Now and then I read about problems with non-square and non-power-of-two textures with OpenGL. I know that old OpenGL implementations had such restrictions, but I want to ask, is this still the case?

I’ve tested fairly arbitrary texture sizes on three PCs (two desktop, one laptop, all Windows 7, was too lazy to remember the graphics hardware specs of each), and noticed no problems. Do I need to go through the extra hoops in adjusting my textures, or can I continue with my arbitrarily sized textures?

NPOT textures have been standard in OpenGL ever since OpenGL 2, which was a long time ago (2004). The only question is how good performance is with NPOT textures by a given driver.

Although ever since shaders became commonplace any optimization based on the predictable patterns of fixed function texture memory access became sort of useless, so NPOT textures will work on the majority of hardware these days.

Nope, it’s not something to worry about. You may want to stick to resolutions that are multiples of 4 though or you’ll have to mess with pixel unpack settings.

Think of it like this:


int x = y << 2;

versus


int x = y * 4;

There may be a slight difference, but not anything that will contribute to any noticable difference.

(EDIT: The reason I used that comparison is because the top one only works with powers of two)

Thanks for the replies :slight_smile:

Good to know that I can be lazy with the textures …

Having power of two textures help when you want to make sprite batch - some numbers cannot be presented in float/double format with 100% precision - this may lead to artifacts, using power of two textures there will never be any artifacts related to texture coordinates.

I’ve suspected that this may be the culprit of a few unsolved texture bleeding problems out there, but I’m not sure if it’s actually real.

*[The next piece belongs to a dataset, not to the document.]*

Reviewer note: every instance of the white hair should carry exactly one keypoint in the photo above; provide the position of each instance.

Let’s say we have a texture containing three 20x20 sprites, making the texture 60x20 pixels large. If we want to draw the first sprite, the x texture coordinate would essentially go from 0 to 1.0/3.0. The second value would be rounded to 0.3333333432674408, which would potentially mean that the middle sprite could be sampled. How this rounding error would manifest itself would depend on how exactly the GPU interpolates texture coordinates for pixels, which probably varies between GPUs, vendors, drivers, etc.

This isn’t a problem when both the sprite and the texture is a power of two thanks 1. to all edge values being exactly representable with floats and 2. the top-left fill convention OpenGL and DirectX uses.

I didn’t think of the fractions and binary math. Good to know that the “power of 2” has more impact than just the optimization of some calculations for speed.